A celebrare le esequie, al Don Orione, è stato l'arcivescovo Corrado Lorefice. La commozione per le parole della nipote Chiara. Il figlio Claudio, "Fate del bene". Il dolore del fratello Salvatore. Presente don Ciotti.

Tags: Commozione, Nipoti, Lorefice, Ciotti, Funerali, Rita Borsellino, Salvatore



Una chiesa gremita, quella del Don Orione a Palermo, stamattina per dare l'ultimo saluto a Rita Borsellino, la sorella del giudice Paolo ucciso dalla mafia nel 1992.
 
A celebrare la messa l'arcivescovo Corrado Lorefice.
 
Tra i presenti anche don Luigi Ciotti che con Rita Borsellino ha condiviso un lungo percorso di testimonianza antimafia in giro per l'Italia.
 
Alla celebrazione funebre hanno preso parte i figli di Rita, il fratello Salvatore, il ministro della giustizia Alfonso Bonafede, Giancarlo Caselli, Rosi Bindi, il sindaco Leoluca Orlando.
 
 
"Quando mi è giunta notizia della morte di Rita Borsellino ho provato sentimento interiore, una sorta di solitudine e mi sono detto: ora a Palermo siamo più soli. Ma mi è venuto in mente il ricordo, e ancora lo sguardo di Rita del 19 Luglio quando lei stessa ha voluto la benedizione di quella targa sotto quell'albero di ulivo, che parla come un segno in via D'Amelio".
 
Così ha detto durante la sua omelia l'arcivescovo Lorefice.
 
"Il 19 luglio scorso -ha aggiunto - nel giorno della commemorazione dell'eccidio, disse in una intervista che il modo migliore per ricordare Paolo Borsellino è fare memoria nell'opera quotidiana. Rita ha fatto suo il testamento morale di Paolo Borsellino. Lotta alla mafia non sia solo distaccata opera di repressione ma movimento culturale che coinvolgesse le giovani generazioni".
 
"Queste parole - ha osservato l'arcivescovo - mi hanno fatto recuperare il libro cui Rita attingeva e attinge ogni cristiano, il Vangelo. Il libro della storia non sarà letto dai potenti ma dagli operatori di pace. Il cuore di Rita, era limpido. Non doppio. Non avvezzo al compromesso all'idolatria del denaro. Il libro rosso della famiglia borsellino sono state le beatitudini. Da Rita possiamo imparare qualcosa dell'umiltà e dell'audacia della fede nonostante i mille dubbi che si porta, le mille domande e le attese di giustizia".
 
Commovente l'intervento di Chiara Corrao, nipote di Rita Borsellino e figlia di Cecilia Fiore.
 
"Nonna Rita - ha detto - era ed è amore puro per tutto. Non ha mai conosciuto sentimenti negativi che riusciva sempre a trasformare in amore nel perdono. E' questo il più grande insegnamento di mia nonna. Una donna diversa che è riuscita a regalarci una famiglia che va oltre a quella di sangue".
 
"Mia nonna - ha aggiunto - è corna dure. Quando si mette una cosa in testa la fa. E sono sicura che adesso potrà fare più cose. Negli ultimi mesi il corpo non glielo permetteva più di fare tutte quelle attività che riusciva a portare avanti, adesso sono certa potrà fare di più".
 
"Qui in questa chiesa non c'è tristezza - ha detto ancora Chiara - e non ce ne può essere, perché mia nonna era felicità e gioia di vivere. Una gioia contagiosa.
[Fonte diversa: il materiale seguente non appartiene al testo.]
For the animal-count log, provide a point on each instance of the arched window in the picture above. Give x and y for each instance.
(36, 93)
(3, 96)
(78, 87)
Io mi sono sforzata di piangere in questi giorni, ma bastava il ricordo del sorriso di mia nonna per mettermi allegria e farmi passare la tristezza".
 
A prendere la parola è stato anche Giulio Campo, capo scout che ha lavorato per anni con Rita.
 
"Siamo stati bene insieme. Tu sei stata una cara amica. La tua memoria ci imporrà di agire costantemente per continuare nella strada da te segnata...".
 
Alla fine ha parlato anche il figlio di Rita, Claudio Fiore.
 
"Una volta che usciamo da qui oggi portiamo con noi l'insegnamento di mio zio e di mia madre. Fate del bene ognuno per quello che può ognuno per quello che sa".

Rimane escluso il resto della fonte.